On the board I have another reference to the symbolism of the number 6 that I talk about in Ego and Archetype in interpreting a dream there that particular image of the hexagon came out of the dream that seemed to have some dark aspect to it. That doesn’t show through on the board very well but I know when I was working on that material and I had that particular sketch on my desk one day and 8 year old daughter came by and when she looked at it she shouted: “it looks like the mask of the dark deity”. It doesn’t show up the board but it’s another possible allusion to the sinister aspect of the number 6.
Q&A
Alright. Well we have a few minutes left now so I think I’ll take this opportunity to respond to a question or two.
Question: It’s my understanding which may or may not be correct that you would regard that Jesus in John’s vision to be John’s experience of the deposit in the Collective Unconscious which was left by Jesus the man. However do you feel there’s also an existing ongoing Jesus who exists outside of that deposit, who is both aware of that deposit and of this experience of John. Similarly does the resurrected body refer only to these deposits or is there some form of consciousness continues for individuals at least for victorious individuals following death?

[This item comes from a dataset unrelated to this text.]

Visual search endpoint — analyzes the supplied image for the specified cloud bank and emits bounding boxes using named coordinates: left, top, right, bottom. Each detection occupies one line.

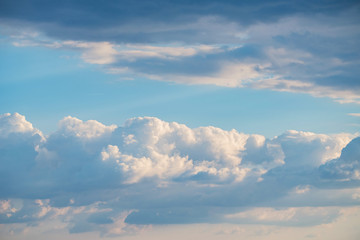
left=0, top=113, right=359, bottom=236
left=1, top=0, right=360, bottom=103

Answer: I’m trying to think where it is in Jung that he talks about the significance of the historical Jesus in relation to the archetypal content that he was carrying. I’m not sure where it is but you wouldn’t have much trouble finding it, if you looked in the general index. His point is that the historical Jesus was another human being who had certain extraordinarily qualities but happened because of the timing to be the recipient of a massive collective projection and the description of that projection has so overlaid the gospel accounts that it’s impossible to separate the historical Jesus from the archetypal overlay that was projected onto him by the collective psyche. Here and there if one closely and perceptively one can detect authentic passages of unique individuality that can’t be derived from the psalms or from the Book of Enoch or from some other traditional location, but there are very few. This is all from the empirical psychological standpoint, you see and Jung is not making any metaphysical pronouncements at all and faith can hold whatever convictions it has without being touched by this because as Jung says in a number of places he’s not addressing his remarks to those happy possessors of faith, he’s talking to those people have dropped out of containment in a faith and are searching for some authentic understanding of what religious phenomena means. So it’s not so much a matter of the historical Jesus leaving a deposit at least at this stage of things as it is of the archetypal symbolism being projected on the the historical Jesus but then the fact that event took place and therefor the archetype manifested for the first time in human history that fact then became a deposit in the archetypal psyche so that there was a kind of a circular happening. It came from the Unconscious and it returned to the Unconscious but having gone through the process of being incarnated and having passed through the consciousness of a countless number of individuals who were caught up in the religious convictions that were generated.